Ukuran-Ukuran Kemiskinan

Menurut Badan Pusat Statistik (BPS,2004), tingkat kemiskinan didasarkan pada jumlah rupiah konsumsi berupa makanan yaitu 2100 kalori per orang per hari dan konsumsi nonmakan. Patokan kecukupan 2100 kalori ini berlaku untuk semua umur, jenis kelamin, tingkat kegiatan fisik, berat badan, serta perkiraan status fisiologis ukuran penduduk, ukuran ini sering disebut juga dengan garis kemiskinan.

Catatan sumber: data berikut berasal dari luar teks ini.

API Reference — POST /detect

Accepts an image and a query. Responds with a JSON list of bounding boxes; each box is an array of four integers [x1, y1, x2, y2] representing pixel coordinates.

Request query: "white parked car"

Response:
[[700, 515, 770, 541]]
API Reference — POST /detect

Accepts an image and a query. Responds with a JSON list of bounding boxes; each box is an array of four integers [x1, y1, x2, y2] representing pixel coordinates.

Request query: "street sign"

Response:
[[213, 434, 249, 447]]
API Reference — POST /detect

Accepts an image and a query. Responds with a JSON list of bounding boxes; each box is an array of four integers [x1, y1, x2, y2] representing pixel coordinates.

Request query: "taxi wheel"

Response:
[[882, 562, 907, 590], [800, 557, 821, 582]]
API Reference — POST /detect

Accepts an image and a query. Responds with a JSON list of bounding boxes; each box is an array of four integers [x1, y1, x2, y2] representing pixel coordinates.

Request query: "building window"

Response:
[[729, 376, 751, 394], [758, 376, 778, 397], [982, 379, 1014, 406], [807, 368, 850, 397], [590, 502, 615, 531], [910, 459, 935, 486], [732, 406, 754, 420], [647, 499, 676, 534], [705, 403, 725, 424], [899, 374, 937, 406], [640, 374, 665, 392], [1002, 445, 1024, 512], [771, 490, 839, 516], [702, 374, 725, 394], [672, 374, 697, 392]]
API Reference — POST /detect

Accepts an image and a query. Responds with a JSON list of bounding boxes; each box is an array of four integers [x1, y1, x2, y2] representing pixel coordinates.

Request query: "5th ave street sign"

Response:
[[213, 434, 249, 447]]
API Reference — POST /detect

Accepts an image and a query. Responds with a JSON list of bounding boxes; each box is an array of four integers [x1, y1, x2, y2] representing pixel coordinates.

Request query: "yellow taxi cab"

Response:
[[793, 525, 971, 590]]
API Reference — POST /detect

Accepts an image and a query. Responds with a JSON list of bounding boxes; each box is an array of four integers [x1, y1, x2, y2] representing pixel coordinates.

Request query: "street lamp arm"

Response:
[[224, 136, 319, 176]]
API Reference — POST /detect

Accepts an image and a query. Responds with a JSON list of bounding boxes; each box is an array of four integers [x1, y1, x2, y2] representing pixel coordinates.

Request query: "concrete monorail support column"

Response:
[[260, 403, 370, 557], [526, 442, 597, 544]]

Penduduk yang memiliki garis kemiskinan dibawah maka dinyatakan dalam kondisi miskin.

Kemiskinan DI NTT

Perkembangan angka kemiskinan di Nusa Tenggara Timur mencerminkan beratnya beban pemerintah dalam pengentasan kemiskinan penduduknya. Berdasarkan data yang didapat dari BPS, kabupaten yang memiliki jumlah penduduk miskin tertinggi di provinsi NTT yaitu kabupaten Timor Tengah Selatan dengan jumlah penduduk miskin tahun 2010 sebanyak 126.600 jiwa (28,69 persen) dari total penduduk 441.155 jiwa. 

Tingginya tingkat kemiskinan di Kabupaten Timor Tengah Selatan dikarenakan, secara topografis wilayah kabupaten TTS memiliki curah hujan yang rendah sehingga lahan di wilayah tersebut umumnya kering dan tandus, selain itu sektor pertanian (95,3 persen) masih memegang peranan penting karena sebagian besar penduduk bekerja dan mengandalkan hidupnya dari pertanian (Amelia, 2012).

Gambaran tingkat pendidikan penduduk wilayah kabupaten TTS memiliki tingkat pendidikan yang rendah, indikator ini dapat ditunjukan dengan rata-rata lama sekolah pada tahun 2009 rata-rata lama sekolah Timor Tengah Selatan adalah 6,12 tahun berarti hanya menyelesaikan pendidikan sampai pada kelas enam SD. Sedangkan, untuk jumlah penduduk miskin terendah berada di Kota Kupang sebagai ibukota Provinsi Nusa Tengggara Timur. 

Menurut daerah tempat tinggal jumlah penduduk miskin dipedesaan lebih banyak dibandingkan di perkotaan. Hal ini disebabkan penduduk diperkotaan umumnya bekerja di sektor sekunder maupun tersier sehingga memiliki pendapatan yang lebih banyak dibandingkan penduduk pedesaan yang sebagian besar bekerja di sektor pertanian dan informal (Amelia, 2012).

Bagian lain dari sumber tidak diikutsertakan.